Alexander, the project’s principal investigator, emphasized the increasing global threat of wildlife trafficking, highlighting its implications not only for conservation but also for national and global security. 

“Wildlife trafficking is escalating across the globe and is increasingly seen as a threat to conservation and local livelihoods. But more significantly, we’re seeing that wildlife trafficking is part of an integrated system that allows criminal syndicates to operate and grow. Tackling wildlife crime is not just about conservation related impacts, it’s about national and global security,” she said.

Combating wildlife crime

The establishment of the wildlife forensic center builds upon Virginia Tech’s ongoing collaboration with the Botswana government. This partnership was underscored by the visits of Botswana President Eric Mokgweetsi Keabetswe Masisi to Virginia Tech and Virginia Tech President Tim Sands to Botswana, marking significant milestones in the relationship between the two entities.

President Masisi acknowledged Botswana’s leadership in conservation but pointed out the need to bridge gaps in the country’s capacity to combat wildlife crime. He believes the forensic center will serve as a crucial resource in protecting Botswana’s natural heritage.

Broader implications 

Illegal wildlife trade, encompassing products ranging from pangolin scales to elephant ivory, poses one of the largest threats to global biodiversity and public health, facilitating zoonotic disease spread and funding criminal networks. Botswana, with its rich biodiversity including the world’s largest elephant population, is strategically positioned in the fight against this illicit trade.

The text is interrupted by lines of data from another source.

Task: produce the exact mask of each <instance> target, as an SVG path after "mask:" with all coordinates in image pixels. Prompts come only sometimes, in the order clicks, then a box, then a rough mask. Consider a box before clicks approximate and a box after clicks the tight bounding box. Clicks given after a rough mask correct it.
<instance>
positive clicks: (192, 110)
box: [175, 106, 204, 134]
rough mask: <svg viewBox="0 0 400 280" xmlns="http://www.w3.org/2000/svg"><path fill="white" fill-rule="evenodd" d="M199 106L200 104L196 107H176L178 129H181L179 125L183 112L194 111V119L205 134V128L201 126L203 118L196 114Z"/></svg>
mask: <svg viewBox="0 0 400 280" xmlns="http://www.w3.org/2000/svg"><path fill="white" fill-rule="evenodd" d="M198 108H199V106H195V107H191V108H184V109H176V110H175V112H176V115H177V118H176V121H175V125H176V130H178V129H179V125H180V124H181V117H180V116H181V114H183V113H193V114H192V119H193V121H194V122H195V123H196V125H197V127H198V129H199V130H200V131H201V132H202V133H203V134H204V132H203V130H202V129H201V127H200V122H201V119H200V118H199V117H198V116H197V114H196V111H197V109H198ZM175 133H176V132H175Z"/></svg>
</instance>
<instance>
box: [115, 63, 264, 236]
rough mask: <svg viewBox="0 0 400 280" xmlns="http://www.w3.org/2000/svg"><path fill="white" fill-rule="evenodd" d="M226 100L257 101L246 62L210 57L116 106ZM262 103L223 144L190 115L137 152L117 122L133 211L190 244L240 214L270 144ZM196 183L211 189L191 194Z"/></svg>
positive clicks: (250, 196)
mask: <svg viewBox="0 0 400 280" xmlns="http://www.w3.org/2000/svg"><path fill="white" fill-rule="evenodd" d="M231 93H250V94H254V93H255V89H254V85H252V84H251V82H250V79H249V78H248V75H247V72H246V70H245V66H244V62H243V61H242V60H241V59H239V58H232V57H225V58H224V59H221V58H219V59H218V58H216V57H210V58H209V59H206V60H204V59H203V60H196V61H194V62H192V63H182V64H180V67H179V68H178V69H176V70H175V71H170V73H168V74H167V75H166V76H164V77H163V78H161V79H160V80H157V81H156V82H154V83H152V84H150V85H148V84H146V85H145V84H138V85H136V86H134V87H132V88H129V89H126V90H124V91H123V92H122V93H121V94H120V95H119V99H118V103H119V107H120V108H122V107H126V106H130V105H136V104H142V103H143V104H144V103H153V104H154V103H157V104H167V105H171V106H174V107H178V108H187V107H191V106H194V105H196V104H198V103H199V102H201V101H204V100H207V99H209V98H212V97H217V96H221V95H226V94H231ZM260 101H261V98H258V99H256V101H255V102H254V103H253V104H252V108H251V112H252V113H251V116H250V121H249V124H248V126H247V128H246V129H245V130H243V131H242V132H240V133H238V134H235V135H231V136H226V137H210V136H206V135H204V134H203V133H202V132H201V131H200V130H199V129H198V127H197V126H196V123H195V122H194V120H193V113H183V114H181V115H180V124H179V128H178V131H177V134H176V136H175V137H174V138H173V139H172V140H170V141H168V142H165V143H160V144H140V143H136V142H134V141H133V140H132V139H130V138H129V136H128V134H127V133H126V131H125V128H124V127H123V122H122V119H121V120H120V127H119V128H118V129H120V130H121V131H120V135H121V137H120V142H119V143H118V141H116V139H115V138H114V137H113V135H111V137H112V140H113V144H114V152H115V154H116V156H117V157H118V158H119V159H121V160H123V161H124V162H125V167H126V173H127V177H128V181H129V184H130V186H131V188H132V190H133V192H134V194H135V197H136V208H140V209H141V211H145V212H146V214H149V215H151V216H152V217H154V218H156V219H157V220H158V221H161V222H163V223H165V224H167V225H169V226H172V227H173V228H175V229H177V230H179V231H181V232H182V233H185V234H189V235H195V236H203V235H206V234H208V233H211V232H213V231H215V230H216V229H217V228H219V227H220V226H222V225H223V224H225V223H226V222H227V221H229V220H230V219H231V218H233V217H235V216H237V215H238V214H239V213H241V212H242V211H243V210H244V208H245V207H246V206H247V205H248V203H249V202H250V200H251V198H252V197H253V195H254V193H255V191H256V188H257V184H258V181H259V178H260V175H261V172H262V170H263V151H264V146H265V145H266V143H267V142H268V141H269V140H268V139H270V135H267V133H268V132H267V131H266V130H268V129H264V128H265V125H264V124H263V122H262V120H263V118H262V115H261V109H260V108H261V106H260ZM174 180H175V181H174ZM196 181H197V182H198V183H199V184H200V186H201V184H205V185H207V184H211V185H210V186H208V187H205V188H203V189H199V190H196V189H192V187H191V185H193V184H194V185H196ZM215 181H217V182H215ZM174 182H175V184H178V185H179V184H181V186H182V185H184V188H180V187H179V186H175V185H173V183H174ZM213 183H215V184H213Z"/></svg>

Alexander’s work in Botswana takes a One Health approach, addressing the interconnectedness of human, animal, and environmental health. The new forensic center represents a significant step forward in combating wildlife trafficking and its broader implications for security and conservation in southern Africa.

Innovative technologies 

The forensic center will employ innovative technologies to trace the origins of trafficked animal products and develop strategies to combat wildlife smuggling. This initiative underscores a collective effort to tackle wildlife trafficking within and beyond Botswana’s borders, leveraging advanced DNA sequencing technologies to analyze complex samples.

The collaboration between Virginia Tech and the Botswana government exemplifies a model for how academic institutions and governments can unite to address global challenges, reflecting Virginia Tech’s commitment to service and providing a blueprint for future partnerships aimed at securing peace, democracy, and equity worldwide.